Le DMA établit donc un ensemble de critères objectifs pour qualifier une grande plateforme en ligne de “gardien ” et leur impose de nouvelles obligations. Une grande partie du débat s’est concentrée sur la définition des seuils pour désigner ces plateformes structurantes. L’alternative était d’en viser moins (les GAFAMs et Alibaba) avec des seuils de désignation très élevés ou d’en viser plus en les abaissant et en élargissant également la liste des services fournis. C’était l’option prise par notre rapporteure pour les Socialistes et Démocrates, Evelyne Gebhardt, qui a réussi à réorienter la proposition du rapporteur du Parti populaire européen Andreas Schwab très orienté vers l’industrie. Au final, nous avons un texte progressiste pour les consommateurs, salué par le Bureau européen des consommateurs (le BEUC) mais aussi résistant à l’épreuve du temps dans ce domaine de technologie à évolution si rapide.

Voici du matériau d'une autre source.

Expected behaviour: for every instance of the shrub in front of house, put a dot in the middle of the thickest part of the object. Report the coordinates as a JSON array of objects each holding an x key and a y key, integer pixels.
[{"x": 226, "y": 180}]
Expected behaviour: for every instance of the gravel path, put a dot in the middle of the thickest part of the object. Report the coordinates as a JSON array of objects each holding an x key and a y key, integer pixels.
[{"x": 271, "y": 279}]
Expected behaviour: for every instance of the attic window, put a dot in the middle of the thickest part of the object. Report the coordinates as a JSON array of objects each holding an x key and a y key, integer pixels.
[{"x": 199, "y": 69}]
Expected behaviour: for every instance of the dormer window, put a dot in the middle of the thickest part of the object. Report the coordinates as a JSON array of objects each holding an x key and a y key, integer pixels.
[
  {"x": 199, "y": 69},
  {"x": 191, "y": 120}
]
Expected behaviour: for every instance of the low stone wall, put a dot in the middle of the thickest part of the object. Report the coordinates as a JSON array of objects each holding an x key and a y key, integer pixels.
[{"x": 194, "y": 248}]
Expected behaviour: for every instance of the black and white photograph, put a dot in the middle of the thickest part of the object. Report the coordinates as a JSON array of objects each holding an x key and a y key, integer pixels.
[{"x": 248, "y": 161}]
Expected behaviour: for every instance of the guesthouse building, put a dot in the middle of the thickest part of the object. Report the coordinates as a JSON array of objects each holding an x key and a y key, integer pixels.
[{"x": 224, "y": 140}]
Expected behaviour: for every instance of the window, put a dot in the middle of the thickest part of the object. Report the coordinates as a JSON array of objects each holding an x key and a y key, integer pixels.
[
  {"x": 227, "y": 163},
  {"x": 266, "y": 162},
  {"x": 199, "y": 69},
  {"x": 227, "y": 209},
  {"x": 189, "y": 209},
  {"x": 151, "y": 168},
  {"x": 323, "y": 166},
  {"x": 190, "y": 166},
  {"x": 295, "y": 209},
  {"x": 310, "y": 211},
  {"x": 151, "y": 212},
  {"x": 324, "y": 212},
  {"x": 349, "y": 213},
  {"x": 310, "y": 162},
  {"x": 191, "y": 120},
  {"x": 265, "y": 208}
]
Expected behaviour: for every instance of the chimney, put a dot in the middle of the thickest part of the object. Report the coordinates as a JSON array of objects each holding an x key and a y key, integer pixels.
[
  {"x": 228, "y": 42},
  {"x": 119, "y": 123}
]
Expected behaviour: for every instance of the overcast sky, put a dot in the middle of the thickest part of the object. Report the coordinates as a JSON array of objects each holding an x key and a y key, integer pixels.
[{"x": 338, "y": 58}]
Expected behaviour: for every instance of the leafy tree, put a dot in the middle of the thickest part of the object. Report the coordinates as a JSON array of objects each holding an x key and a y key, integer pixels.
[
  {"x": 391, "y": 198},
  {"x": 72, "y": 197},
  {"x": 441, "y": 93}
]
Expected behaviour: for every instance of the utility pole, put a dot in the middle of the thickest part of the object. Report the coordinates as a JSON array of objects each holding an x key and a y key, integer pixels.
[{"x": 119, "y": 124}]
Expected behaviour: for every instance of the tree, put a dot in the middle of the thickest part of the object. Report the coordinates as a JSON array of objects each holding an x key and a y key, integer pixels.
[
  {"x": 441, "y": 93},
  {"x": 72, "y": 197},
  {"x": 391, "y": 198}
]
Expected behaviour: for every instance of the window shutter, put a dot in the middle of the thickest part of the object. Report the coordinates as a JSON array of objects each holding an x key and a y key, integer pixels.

J’insiste sur les obligations que le Parlement veut imposer à ces plateformes, comme une plus grande interopérabilité pour les services auxiliaires mais surtout l’interdiction de toutes une série de pratiques usuelles des plateformes comme les ventes liées, le traitement des données personnelles à d’autres fins sans consentement, l’auto-référencement (la promotion prioritaire par les plateformes de leurs produits au détriment de ceux des concurrents), de l’utilisation de « dark patterns » (le fait d’utiliser l’interface pour manipuler le comportement de l’utilisateur). Les consommateurs pourront également désinstaller les applications fournies par défaut avec les appareils.
Victoires plus emblématiques encore pour notre groupe, ce sont celles concernant la publicité ciblée : elle sera interdite pour les mineurs car le traitement de leurs données personnelles à des fins de marketing direct, de profilage ou de publicité comportementale ne sera pas autorisé. Elle sera soumise à consentement pour les adultes avec la garantie d’une minimisation des données, la limitation du traitement des données sensibles.
Enfin, le DMA a été ajouté à l’annexe de la directive sur les actions représentatives pour garantir des recours pour les consommateurs et l’application effective de leurs droits.
Désormais, c’est à la phase de trilogue avec le Conseil européen et la Commission de débuter début janvier sous présidence française qui veut le propulser en fer de lance. Nous espérons que ces propositions ambitieuses pour les consommateurs seront conservées dans la législation finale.